Joe conducted the snow with outstretched arms, looking rapt, or maybe just stunned. “Snow go down.”

“It sure does. Wow, that’s pretty heavy for a first storm. It looks like it’s going to bury the house. I thought this was supposed to be global warming we were having.”

“Berry house?”

“No not really, I was joking there. It might come up to the windows though, see? I don’t think it will get any higher than that.”

“No?”

“Oh, well, no reason really. It just never does. At least so far. And cold dry winters are supposed to be the thing now. The great paradox. I guess it’s been kind of dry this fall. But now it’s snowing. When it snows it snows.” Charlie was used to babbling meaninglessly at Joe; they were privileged conversations, as between lawyer and client. It was actually a little bit disconcerting to have Joe be starting to understand what he was saying.

Joe kept conducting the snow, his hands making evocative little flutters downward.

Impulsively Charlie gave him another hug. The boy was hot as usual. Not by much, but Charlie could feel it. Anna was keeping a chart on him now, and she had established that he was hotter by day, just under a hundred, and a bit cooler at night, right over 98.6; average 98.9, she concluded after going through one of her statistical fits. It was a way of not thinking, Charlie thought. Quantification as coping. Charlie just felt the heat with his fingertips, as now. Joe shrugged him aside. He was more sensitive these days. Was that true? Well, there was this sudden aversion to Beethoven squared. But one of the weird things about living with a toddler was how fast they changed, and how hard it then became to remember what they had been like before the change, overwhelmed as that memory was by the present state, now so vivid to the eye. Probably Joe
was
different, because of course, he had to be different. He was growing up. He was adding several million brain cells an hour, and several hundred experiences.

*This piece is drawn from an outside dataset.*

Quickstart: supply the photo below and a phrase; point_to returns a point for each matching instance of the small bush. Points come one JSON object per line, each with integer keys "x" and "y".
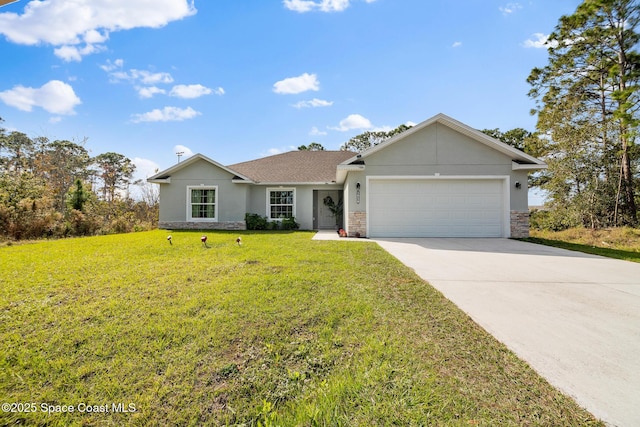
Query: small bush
{"x": 290, "y": 224}
{"x": 255, "y": 222}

And occasionally he burst out with a newly angry version of his old vehemence; so it wasn’t as if he were mellowing out. No one who knew him would put it that way. But before, he had been permanently and so to speak impersonally irritated, at the slowness of everything, perhaps; now when he got upset it appeared more deeply felt, and often directed at Charlie. It almost seemed as if he were
unhappy
. This had never been true before; Joe had been furious often, unhappy never. Even the thought of him unhappy cut Charlie to the quick. And fearful, needy, even affectionate . . . all these were strange things for Charlie to witness.